Goodbye to Mom Guilt

Once she let myself off the hook, it became easy to laugh at the daily confusion, commotion, and oops that inevitably happen in all our lives. 

by Deb • More.com Member { View Profile }

I've let go of the mom guilt, for the most part. I took an informal poll, and realized most moms were so busy wallowing in their own crud that they were missing the potential awesomeness of every day. So, I put guilt on mute. 

Before I had kids, I was pretty confident I was a good person, fun to hang out with, as well as somewhat intelligent. Fast forward a decade or two, and I'm pretty confidant I'm an embarrassment, a bore, and dumb as a stump. Of course, that depends on which one of my children you ask. 
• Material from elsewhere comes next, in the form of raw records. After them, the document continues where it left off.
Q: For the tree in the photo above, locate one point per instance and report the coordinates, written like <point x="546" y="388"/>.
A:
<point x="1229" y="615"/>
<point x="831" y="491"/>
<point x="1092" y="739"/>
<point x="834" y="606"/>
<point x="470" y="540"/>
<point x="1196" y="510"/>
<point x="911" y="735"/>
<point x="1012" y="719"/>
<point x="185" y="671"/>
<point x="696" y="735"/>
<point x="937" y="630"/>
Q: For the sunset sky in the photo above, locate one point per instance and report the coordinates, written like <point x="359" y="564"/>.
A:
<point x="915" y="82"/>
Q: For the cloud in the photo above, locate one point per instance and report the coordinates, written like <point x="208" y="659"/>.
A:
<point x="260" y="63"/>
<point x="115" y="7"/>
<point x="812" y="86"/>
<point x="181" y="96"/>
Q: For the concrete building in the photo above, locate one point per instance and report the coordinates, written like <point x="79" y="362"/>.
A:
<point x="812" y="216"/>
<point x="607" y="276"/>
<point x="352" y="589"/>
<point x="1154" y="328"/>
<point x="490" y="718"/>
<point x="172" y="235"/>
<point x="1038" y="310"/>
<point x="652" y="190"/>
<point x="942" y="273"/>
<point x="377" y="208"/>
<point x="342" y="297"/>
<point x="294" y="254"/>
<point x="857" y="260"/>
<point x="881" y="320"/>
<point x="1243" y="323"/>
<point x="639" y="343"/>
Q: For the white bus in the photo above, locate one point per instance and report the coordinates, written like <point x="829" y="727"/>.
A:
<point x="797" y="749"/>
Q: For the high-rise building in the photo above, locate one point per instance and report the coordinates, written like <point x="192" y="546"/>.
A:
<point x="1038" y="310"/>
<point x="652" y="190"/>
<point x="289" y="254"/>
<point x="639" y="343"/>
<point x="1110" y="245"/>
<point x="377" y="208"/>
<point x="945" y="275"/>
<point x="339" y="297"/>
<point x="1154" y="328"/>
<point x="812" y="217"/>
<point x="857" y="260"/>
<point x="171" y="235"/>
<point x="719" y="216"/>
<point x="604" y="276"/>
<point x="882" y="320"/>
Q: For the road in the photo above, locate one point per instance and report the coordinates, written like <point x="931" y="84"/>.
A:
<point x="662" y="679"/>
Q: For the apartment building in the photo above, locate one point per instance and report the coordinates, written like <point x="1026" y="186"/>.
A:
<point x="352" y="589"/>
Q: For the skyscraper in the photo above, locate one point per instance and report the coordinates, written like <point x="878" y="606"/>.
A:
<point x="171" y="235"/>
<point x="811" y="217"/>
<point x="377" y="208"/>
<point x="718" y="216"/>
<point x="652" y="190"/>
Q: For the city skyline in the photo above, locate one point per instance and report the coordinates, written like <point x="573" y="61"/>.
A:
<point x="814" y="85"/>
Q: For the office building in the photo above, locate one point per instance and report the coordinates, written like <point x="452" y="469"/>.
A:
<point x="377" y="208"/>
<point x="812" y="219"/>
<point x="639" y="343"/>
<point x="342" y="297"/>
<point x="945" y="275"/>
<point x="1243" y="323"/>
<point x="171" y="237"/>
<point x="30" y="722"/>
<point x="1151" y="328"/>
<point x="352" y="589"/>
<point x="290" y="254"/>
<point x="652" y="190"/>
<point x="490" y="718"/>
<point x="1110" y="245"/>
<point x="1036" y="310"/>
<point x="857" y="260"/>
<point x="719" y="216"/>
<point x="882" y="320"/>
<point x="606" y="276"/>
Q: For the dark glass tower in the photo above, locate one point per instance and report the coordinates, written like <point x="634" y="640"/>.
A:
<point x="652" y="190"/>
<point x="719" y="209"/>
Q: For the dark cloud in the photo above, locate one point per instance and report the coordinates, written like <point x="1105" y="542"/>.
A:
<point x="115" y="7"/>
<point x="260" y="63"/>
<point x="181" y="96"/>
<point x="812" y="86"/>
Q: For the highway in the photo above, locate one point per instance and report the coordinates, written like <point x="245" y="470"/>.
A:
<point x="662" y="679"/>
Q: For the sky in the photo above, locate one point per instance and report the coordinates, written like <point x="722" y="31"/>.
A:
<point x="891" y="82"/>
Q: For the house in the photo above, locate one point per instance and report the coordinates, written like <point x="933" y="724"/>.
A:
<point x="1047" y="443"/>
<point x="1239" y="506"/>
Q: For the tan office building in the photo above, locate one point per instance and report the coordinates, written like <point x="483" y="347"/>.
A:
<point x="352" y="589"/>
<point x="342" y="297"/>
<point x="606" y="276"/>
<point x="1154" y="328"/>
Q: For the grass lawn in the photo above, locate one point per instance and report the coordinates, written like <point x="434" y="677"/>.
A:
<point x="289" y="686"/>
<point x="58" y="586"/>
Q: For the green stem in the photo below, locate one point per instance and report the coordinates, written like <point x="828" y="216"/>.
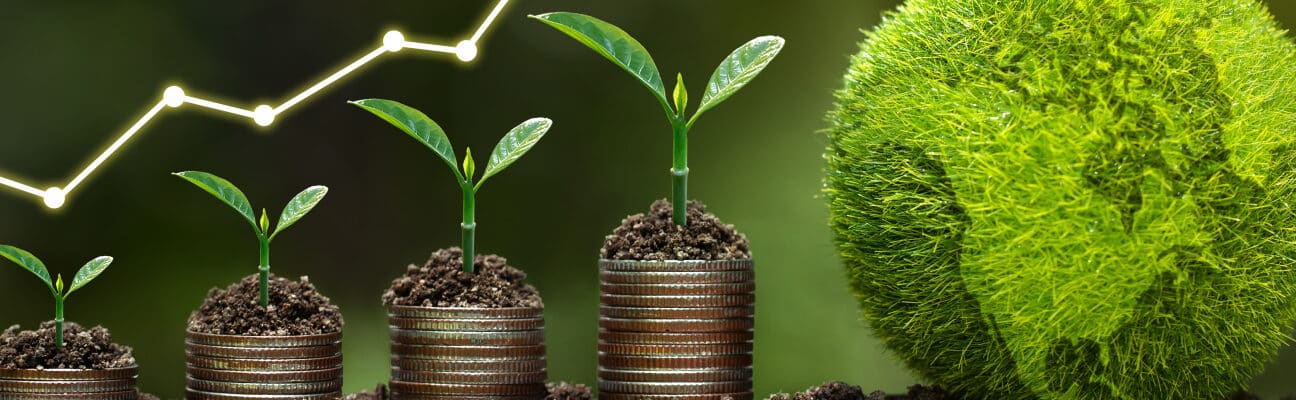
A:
<point x="265" y="271"/>
<point x="679" y="172"/>
<point x="58" y="321"/>
<point x="469" y="228"/>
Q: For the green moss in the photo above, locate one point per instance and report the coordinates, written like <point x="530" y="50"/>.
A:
<point x="1072" y="198"/>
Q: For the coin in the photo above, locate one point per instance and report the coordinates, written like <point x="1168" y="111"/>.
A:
<point x="263" y="352"/>
<point x="675" y="266"/>
<point x="675" y="277"/>
<point x="266" y="377"/>
<point x="674" y="338"/>
<point x="70" y="374"/>
<point x="468" y="325"/>
<point x="469" y="365"/>
<point x="468" y="390"/>
<point x="468" y="352"/>
<point x="612" y="361"/>
<point x="675" y="374"/>
<point x="674" y="387"/>
<point x="265" y="388"/>
<point x="468" y="377"/>
<point x="66" y="386"/>
<point x="678" y="300"/>
<point x="467" y="338"/>
<point x="677" y="325"/>
<point x="675" y="350"/>
<point x="262" y="364"/>
<point x="678" y="312"/>
<point x="677" y="289"/>
<point x="465" y="313"/>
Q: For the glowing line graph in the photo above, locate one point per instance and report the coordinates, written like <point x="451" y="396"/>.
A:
<point x="262" y="115"/>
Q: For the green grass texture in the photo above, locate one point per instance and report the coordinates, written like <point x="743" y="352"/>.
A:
<point x="1072" y="198"/>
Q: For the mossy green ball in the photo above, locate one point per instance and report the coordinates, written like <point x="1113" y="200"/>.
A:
<point x="1072" y="198"/>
My pre-teen daughter still thinks I'm terrific. She's my favorite mini girlfriend, and unless I forget and leave her (just kidding so don't go dialing HRS) at hip hop, basketball, or piano, she's always full of unconditional love and hugs for me. My teenage son is a different story. He's mastered the trifecta of deep sigh/eye-roll/dismissal of me, pretty much from the get-go of my "Good morning, hon, how did you sleep?" I know it's just a matter of time before my little one joins the love-less fest though. Sigh.
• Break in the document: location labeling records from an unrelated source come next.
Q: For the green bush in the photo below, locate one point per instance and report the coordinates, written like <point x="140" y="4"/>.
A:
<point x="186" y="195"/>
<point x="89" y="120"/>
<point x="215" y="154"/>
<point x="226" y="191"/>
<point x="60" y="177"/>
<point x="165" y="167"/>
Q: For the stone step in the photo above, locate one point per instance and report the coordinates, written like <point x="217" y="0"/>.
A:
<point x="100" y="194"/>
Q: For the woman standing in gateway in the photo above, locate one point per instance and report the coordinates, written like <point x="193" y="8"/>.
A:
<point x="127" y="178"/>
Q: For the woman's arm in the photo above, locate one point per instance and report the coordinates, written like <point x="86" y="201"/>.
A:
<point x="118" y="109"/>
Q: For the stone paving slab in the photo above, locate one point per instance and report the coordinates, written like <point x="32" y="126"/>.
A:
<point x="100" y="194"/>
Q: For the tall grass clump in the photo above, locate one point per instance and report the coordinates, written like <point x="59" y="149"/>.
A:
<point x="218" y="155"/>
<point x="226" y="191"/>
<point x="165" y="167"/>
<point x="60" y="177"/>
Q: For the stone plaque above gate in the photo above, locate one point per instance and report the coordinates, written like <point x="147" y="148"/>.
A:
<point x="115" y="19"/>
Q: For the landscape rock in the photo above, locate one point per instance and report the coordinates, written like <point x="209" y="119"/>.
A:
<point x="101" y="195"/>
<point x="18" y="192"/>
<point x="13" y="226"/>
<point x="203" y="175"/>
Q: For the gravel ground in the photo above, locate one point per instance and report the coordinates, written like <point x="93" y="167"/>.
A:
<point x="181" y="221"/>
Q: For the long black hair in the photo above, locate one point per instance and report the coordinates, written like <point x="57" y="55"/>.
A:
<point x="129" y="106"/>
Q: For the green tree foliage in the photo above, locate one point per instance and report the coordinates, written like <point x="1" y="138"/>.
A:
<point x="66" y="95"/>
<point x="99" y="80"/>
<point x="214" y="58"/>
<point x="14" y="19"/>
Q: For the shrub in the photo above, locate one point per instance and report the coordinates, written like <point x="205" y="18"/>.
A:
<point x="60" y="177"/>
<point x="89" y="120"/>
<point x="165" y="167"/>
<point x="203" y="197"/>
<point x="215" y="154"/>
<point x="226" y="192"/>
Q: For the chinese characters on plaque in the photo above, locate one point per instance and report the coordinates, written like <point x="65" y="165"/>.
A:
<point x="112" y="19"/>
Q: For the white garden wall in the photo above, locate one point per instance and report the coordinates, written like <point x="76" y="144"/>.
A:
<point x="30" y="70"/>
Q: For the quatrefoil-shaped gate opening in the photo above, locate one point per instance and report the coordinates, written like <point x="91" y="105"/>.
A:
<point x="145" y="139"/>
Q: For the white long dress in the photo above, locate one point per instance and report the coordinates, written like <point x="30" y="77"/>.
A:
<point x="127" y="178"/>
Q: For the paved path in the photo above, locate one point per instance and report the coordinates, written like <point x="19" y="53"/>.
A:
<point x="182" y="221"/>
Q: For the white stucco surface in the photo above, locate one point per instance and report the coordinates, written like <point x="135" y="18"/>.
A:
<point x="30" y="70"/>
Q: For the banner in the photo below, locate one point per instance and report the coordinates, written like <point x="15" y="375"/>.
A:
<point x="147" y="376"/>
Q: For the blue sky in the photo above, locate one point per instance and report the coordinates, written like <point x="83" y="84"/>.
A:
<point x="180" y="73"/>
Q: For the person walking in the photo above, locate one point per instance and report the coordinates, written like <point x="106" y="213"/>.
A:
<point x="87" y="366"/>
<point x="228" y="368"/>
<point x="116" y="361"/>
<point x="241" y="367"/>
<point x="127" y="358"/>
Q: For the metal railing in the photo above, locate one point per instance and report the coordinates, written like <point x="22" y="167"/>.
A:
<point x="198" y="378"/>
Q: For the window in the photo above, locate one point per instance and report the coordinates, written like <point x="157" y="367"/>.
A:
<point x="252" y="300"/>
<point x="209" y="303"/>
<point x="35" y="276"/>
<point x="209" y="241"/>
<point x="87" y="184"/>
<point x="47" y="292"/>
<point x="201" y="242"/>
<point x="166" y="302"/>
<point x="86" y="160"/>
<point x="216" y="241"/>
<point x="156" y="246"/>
Here's what letting go of the guilt has allowed me to understand. First, all of the 'tude has nothing to do with me! I'll be the first to admit, I'm no June Cleaver. Homemade pancakes (or much of anything) don't come wafting from my kitchen at 6:30 a.m. For the record though, I make a mean batch of cookies, courtesy of that roll of frozen cookie dough. What I've realized is this — I'm not perfect. I never claimed to be perfect. My kids aren't perfect, and my friends' kids aren't perfect. To try and chase perfection is a lesson in futility, where the only winners are the makers of Ibuprofen. Or vodka companies. Once I decided to let myself off the hook, it became easy to laugh at the daily confusion, commotion, and oops that inevitably happen in all our lives. We're all entitled to mess up, feel overwhelmed, and freak out from time to time. It's a life lesson our kids need to see in action, so they can learn about humanity and empathy. Growing up comes with a myriad of insecurities; maybe if we expose ours to our kids, it will help them breathe a bit easier. And maybe, just maybe they'll do the eye-roll thingy less.